From the Department of Surgery 2012 Annual Report
Hepatobiliary surgeon Steven Strasberg, MD, mentors transplant fellow Yiing Lin, MD, PhD, as part of a new crosstraining program that gives fellows in both of these specialties a broader understanding of the other service.A new arrangement between two fellowship programs — transplant surgery and hepatobiliary pancreatic (HPB) surgery — allows trainees to spend a two-month rotation cross training on the other service. The arrangement has broadened trainees’ perspectives and strengthened both programs, according to fellows and program leaders.
The approach makes sense because the two specialties are closely related and treat many similar conditions, especially in the area of liver disease.
“I spent several weeks with each of the HPB surgeons and participated in liver, pancreas and bile duct surgeries,” says Yiing Lin, MD, PhD, who completed the transplant fellowship in June 2012 and has since joined the transplant faculty. “There are some unique aspects to surgery with both groups. For example, with liver transplants, the way transplant surgeons handle and cut through the liver is different than the techniques used by non-transplant hepatobiliary surgeons.”
Lin says he also gained valuable experience in working with cancer patients during all phases of treatment.
“How they deal with issues in their specialty really informs the way I am going to practice in the future,” says Lin.

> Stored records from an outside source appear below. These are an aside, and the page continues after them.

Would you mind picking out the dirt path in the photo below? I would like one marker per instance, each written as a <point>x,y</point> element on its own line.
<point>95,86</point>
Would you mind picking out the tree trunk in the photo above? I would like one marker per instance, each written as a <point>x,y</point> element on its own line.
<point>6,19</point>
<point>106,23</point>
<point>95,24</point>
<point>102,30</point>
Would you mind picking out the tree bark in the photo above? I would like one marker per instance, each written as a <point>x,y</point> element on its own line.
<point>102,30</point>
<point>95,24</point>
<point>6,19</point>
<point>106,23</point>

Kamran Idrees, MD, who completed an HPB fellowship in 2012, helped procure organs from donors with irreversible brain damage at Mid-America Transplant Services in St. Louis and also took part in liver, kidney and pancreas transplants.
Idrees says even the kidney transplants were valuable because they involved sewing blood vessels and creating anastomoses, or connections, between vessels, which is also required during pancreas tumor removal. By participating in transplant conferences, he also developed critical thinking skills that will allow him to assess the appropriate treatment for liver cancer patients, with options such as resection or downstaging the cancer before transplant.

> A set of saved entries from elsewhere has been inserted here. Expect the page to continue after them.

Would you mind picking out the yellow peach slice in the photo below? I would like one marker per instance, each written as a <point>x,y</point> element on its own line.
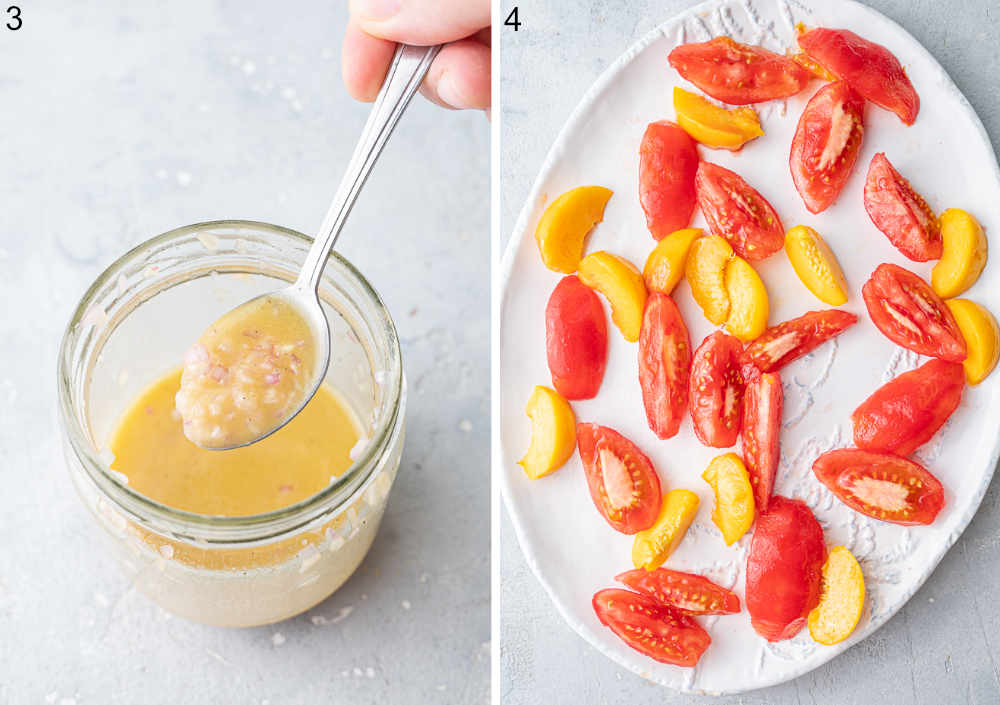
<point>734,503</point>
<point>622,285</point>
<point>748,303</point>
<point>654,545</point>
<point>964,254</point>
<point>982,338</point>
<point>565,224</point>
<point>713,126</point>
<point>842,600</point>
<point>553,433</point>
<point>665,264</point>
<point>706,273</point>
<point>814,262</point>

William C. Chapman, MD, chief of the Section of Transplant Surgery and the Eugene M. Bricker Professor of Surgery, says the Transplant Fellowship is the first in the United States to offer certification by both the American Society of Transplant Surgeons and the American Hepato-Pancreato-Biliary Association. The cross-training has helped make both fellowships highly competitive, which is especially important in the transplant field, where a number of fellowships go unfilled. This is partly because prospective fellows see that the number of openings for transplant surgeons is limited by the scarcity of donor organs.